LA EXTRACCIÓN DEL CEREBRO Y LA ABUSIVA INTROMISIÓN DE ANDRÉS MURILLO.

Relata descriptivamente  el doctor Pérez Grijalba   los trascendentales momentos de la extracción de la preciada  víscera:
Efectuada por las manos hábiles y expertas de mis maestros que deseaban no maltratar en lo mínimo la noble víscera, para conservarla íntegra, como una reliquia, en nuestra centenaria Universidad.   Momento solemne fue el contemplar el cerebro recién salido de la caja craneana.  Qué emoción me embargó al recibir de manos de mis maestros el cerebro para pesarlo y medirlo.  El cerebro y el líquido inyectado, todo en conjunto pesó 1,415 gramos.  Medido solo el cerebro tenía de longitud 18 centímetros, anchura 15 centímetros y altura 14 centímetros.  Colocar el casquete y suturar, etc., cuando vino lo inesperado: Andrés Murillo, el intruso penetró furtivamente al recinto y con garra felina las clava en la noble y delicada  víscera saliendo precipitadamente, corre tras él el Dr.

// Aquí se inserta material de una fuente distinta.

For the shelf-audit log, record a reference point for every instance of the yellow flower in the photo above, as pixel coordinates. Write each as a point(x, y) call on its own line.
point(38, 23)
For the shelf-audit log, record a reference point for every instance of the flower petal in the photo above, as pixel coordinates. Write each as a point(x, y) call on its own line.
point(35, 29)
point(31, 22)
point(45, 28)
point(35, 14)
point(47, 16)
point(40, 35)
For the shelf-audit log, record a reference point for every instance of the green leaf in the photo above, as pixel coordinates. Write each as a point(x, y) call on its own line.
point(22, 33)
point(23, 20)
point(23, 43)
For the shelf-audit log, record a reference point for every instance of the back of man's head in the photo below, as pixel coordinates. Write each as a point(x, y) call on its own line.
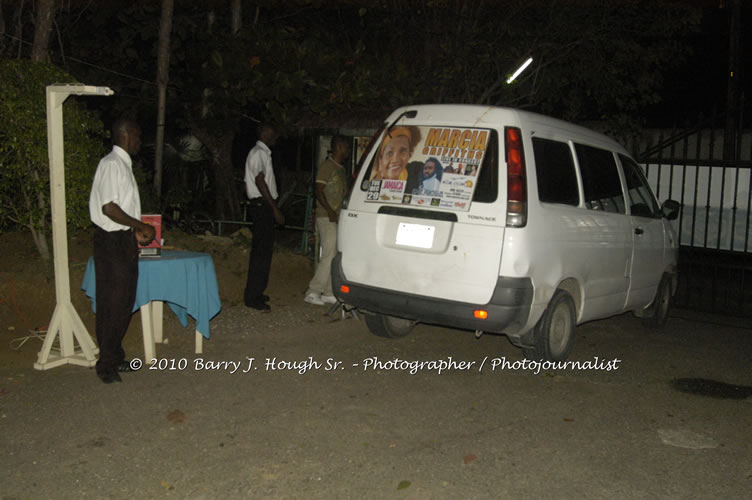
point(121, 129)
point(265, 131)
point(337, 140)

Debayle con las manos enguantadas para rescatar la preciosa presa.  Se entabla la  lucha,  ¡Qué horror! Ya en la calle se oyen las voces de varios vecinos y transeúntes sobresaliendo la de Debayle sonora y lapidaria que decía: ”¡Suéltalo! ¡Bárbaro!”.  Entra un gendarme con el cerebro en las manos y lo coloca en un azafate de la mesa próxima.  Bastaron diez minutos para deformarlo; ahora parecía una gorra de los cadetes Saint Cyr.  Al romperse las ligaduras y desgarrar la masa y los vasos, todo el líquido se escapó.   Debayle tenía el delantal manchado por la solución inyectada.  El Dr. Lara exclamó: “todo nuestro trabajo ha sido inútil por la incomprensión”.  El cerebro fue llevado por el gendarme a la Dirección de Policía donde permaneció más de dos horas, esperando órdenes de Managua; al fin fue entregado a Murillo.  Entre tanto el señor Murillo lanzaba amenazas de muerte  al Profesor Debayle.

EL PLAN PARA CAMBIAR EL CEREBRO. CÓMO SE REALIZÓ.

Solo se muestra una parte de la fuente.